Of course the whole thing has collapsed now, and I’ve got no animosity with fans of clubs involved in the European Super League™️ – you didn’t choose this path. But whatever happens now, even if they come back into the fold of a restructured UCL™️, they’ll always be the twelve clubs that wanted to pull the ladder up behind them. The cursed 12 that every neutral fan will always abhor. Pick City or United to support in a derby? Or Arsenal or Tottenham? A pox on all their houses. Inter were my Italian team. No more.


“People are breeding digital horses and spending real money” – Jacob Feldman

Digital things are fun, it’s just turning them into earth-burning NFTs and then sinking a load of cash into them that I don’t quite get.

New from Joel LOLby:

“When asked if they would be adhering to new relaxed-but-still-distanced socialising rules, 91% of respondents’ assuredly said they would. When asked if they trusted other people to abide by the same rules, 67% said they didn’t. This is Britain in a statistic. I know how to behave correctly, but I can see from watching you very closely that you do not.”

“Lockdown has allowed British people to indulge their curtain-twitching vices – If you’re not going out having a beer in the sun, you’re probably at home tutting really loudly about those who do” – Joel Golby

The beginning of a long list of things that I now remember that I did not miss during lockdown:

  1. Some rando on a nearby pub table idly scrolling through YouTube with their phone volume on full blast
  2. Wasps

Flashback essay from Annie Zaleski to 40 years ago when Duran Duran released what I’ve always considered to be their slightly underwhelming second single “Careless Memories”.

The first signs from Clint Mansell’s new soundtrack to folk horror movie “In The Earth” has exactly the vibes that sentence conveys.

“I was pretty fed up anyway and miserable, but I was trying to write these pop songs, so it was a bit happy-sad, a bittersweet kind of thing. But the isolation, the fact I wasn’t distracted, was perhaps the best thing that happened.”

“Jane Weaver, stepping out of the ‘drone zone’ and into some shimmering pop” – Cath Holland

Will Butler from Arcade Fire with some big thoughts here on returning to live music post-pandemic. Two stand out:

“The crowd needs tension to experience release. But now I have no desire to make tension. I want people to feel safe and comfortable.”
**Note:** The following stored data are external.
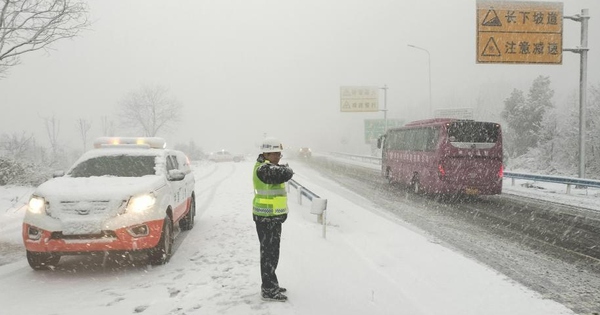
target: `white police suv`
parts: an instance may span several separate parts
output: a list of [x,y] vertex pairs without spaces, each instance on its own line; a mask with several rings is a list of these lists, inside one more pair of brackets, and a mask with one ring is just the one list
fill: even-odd
[[162,138],[102,137],[62,176],[34,191],[23,221],[27,260],[48,269],[64,255],[145,252],[171,257],[174,226],[194,227],[194,175]]

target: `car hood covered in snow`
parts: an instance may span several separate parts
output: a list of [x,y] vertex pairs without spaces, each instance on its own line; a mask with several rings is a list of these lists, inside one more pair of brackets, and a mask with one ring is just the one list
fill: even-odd
[[158,175],[143,177],[57,177],[41,184],[35,195],[58,199],[127,199],[129,196],[155,191],[166,184]]

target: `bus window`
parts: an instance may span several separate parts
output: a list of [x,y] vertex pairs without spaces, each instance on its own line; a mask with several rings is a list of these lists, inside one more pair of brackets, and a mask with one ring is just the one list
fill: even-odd
[[425,151],[434,151],[438,144],[438,138],[440,136],[439,128],[429,128],[427,130],[427,143]]
[[456,121],[448,125],[448,141],[457,148],[489,149],[500,137],[500,125],[489,122]]
[[500,126],[495,123],[457,121],[448,127],[451,142],[496,143]]

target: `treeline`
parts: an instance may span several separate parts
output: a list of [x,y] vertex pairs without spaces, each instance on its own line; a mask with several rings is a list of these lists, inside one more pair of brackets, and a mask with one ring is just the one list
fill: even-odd
[[[504,101],[506,164],[513,171],[577,176],[579,98],[553,101],[549,77],[537,77],[527,95],[514,89]],[[585,119],[585,177],[600,179],[600,86],[588,88]]]
[[[33,135],[0,135],[0,186],[37,186],[58,170],[67,170],[81,155],[81,150],[61,145],[48,149],[37,144]],[[202,160],[206,154],[194,141],[175,144],[174,149],[191,160]]]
“I have another concern that’s hard to shake. After this pandemic year, I’m more aware of the responsibility I have not only to the people who buy tickets, but to the driver making deliveries to the show and to the family of the woman working arena concessions, people who really don’t care about what I’m doing onstage.”

I am returning to live music post-pandemic tonight, with my first gig since March 2020 that isn’t either in my garden, front room, office, or bedroom. I’m heading to Cambridge to take part in this Covid-secure live stream which you can watch for free on your laptops from 8pm.